Rust (tracing + OpenTelemetry)¶
// Cargo.toml:
// tracing = "0.1"
// tracing-subscriber = "0.3"
use tracing::{info, instrument};
#[instrument] // this attribute = "make this fn a span"
fn load_cart(user_id: u64) -> Vec<&'static str> {
info!(user_id, "loading cart"); // an event inside the span
vec!["book", "pen"]
}
#[instrument]
fn charge(amount: u64) {
info!(amount, "calling payment provider");
}
#[instrument] // the root span: name = "checkout"
fn checkout(user_id: u64) {
let items = load_cart(user_id); // child span, nested automatically
charge(items.len() as u64 * 500);
}
fn main() {
tracing_subscriber::fmt().init(); // console output of the span tree
checkout(42);
}
Rust's idiomatic path is the tracing crate: the #[instrument] attribute turns a function into a span automatically, and info!/warn! macros emit events scoped to the current span. To ship these spans to a real backend you add tracing-opentelemetry (covered in middle.md); for now, fmt() prints the nested tree to your terminal.
Why Request-Scoped Context Matters¶
Here's the question that separates "I made a span" from "I understand tracing": how does load_cart know it belongs to the same request as checkout?
The answer is context propagation, and you've already used it without naming it:
- In Go, the parent span lives inside the
context.Contextyou passed down. - In Python and Node, it lives in an implicit "current span" stored in a context variable (
contextvars/async_hooks). - In Java,
makeCurrent()puts it in a thread-local. - In Rust, the
tracingsubscriber tracks the currently-entered span.

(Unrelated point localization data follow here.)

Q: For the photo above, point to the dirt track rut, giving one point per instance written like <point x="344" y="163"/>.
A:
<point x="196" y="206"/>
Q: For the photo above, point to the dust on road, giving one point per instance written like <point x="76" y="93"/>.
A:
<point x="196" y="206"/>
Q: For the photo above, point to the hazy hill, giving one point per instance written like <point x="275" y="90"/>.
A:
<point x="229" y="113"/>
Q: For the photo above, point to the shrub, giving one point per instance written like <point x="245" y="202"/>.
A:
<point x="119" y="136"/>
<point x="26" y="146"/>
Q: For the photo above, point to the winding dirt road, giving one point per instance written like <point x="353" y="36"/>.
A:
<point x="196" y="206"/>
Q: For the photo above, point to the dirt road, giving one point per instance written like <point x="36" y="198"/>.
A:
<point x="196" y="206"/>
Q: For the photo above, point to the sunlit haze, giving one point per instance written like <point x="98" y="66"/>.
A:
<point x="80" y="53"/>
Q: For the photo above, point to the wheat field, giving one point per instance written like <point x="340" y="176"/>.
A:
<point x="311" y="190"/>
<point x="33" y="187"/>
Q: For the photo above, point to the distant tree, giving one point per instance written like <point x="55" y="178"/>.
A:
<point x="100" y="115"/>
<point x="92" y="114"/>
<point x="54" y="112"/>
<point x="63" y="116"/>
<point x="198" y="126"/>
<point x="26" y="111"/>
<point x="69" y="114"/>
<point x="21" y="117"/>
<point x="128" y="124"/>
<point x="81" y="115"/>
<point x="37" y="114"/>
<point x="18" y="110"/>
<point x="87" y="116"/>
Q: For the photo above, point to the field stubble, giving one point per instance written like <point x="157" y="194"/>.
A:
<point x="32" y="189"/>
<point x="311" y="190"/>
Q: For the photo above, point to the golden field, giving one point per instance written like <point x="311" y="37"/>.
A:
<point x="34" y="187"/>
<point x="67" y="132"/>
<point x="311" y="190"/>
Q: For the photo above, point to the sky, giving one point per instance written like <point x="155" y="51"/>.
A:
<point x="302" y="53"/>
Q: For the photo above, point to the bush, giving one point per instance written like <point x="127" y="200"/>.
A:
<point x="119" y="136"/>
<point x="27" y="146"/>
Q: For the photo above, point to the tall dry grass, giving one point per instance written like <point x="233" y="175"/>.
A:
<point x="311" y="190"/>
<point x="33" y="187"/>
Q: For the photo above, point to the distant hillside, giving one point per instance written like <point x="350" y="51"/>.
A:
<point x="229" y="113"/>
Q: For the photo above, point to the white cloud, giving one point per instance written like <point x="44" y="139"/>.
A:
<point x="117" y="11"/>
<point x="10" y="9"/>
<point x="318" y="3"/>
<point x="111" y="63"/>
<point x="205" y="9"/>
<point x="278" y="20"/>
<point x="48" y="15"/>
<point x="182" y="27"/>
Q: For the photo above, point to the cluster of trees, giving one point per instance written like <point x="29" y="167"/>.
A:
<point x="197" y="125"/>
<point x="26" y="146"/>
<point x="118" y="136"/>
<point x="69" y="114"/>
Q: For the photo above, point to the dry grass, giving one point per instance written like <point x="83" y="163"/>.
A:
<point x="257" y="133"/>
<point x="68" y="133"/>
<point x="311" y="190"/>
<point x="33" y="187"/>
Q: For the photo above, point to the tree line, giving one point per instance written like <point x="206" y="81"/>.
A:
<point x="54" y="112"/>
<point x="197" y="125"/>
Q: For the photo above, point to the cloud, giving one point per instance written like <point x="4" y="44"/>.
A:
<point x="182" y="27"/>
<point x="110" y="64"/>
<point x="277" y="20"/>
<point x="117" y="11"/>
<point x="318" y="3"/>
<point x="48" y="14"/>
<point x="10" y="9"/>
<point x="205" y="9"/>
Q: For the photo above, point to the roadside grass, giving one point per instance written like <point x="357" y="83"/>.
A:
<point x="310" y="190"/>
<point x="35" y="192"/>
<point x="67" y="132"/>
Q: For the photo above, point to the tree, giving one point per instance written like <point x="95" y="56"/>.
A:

In all five, the rule is identical: a new span attaches to whatever the "current" span is. Get the current span right, and the tree assembles itself. Lose it — start a span without the parent in scope — and you get an orphan: a span with no parent, floating in its own trace, disconnected from the request it actually served.
This is why "request-scoped context" is the central idea. The request carries a small invisible backpack (the active span context) as it moves through your code. Every span you start peeks in the backpack, finds its parent, and links to it. The hard part — and the subject of the entire next level — is keeping that backpack attached when the request crosses an await, a thread pool, a goroutine, or the network. Those boundaries drop the backpack unless you're careful.
The one-sentence takeaway: a trace stays whole only as long as the context is propagated; the moment it's lost, the trace breaks into orphans, and a broken trace is often worse than no trace — because it looks like the request stopped where it actually just lost its thread.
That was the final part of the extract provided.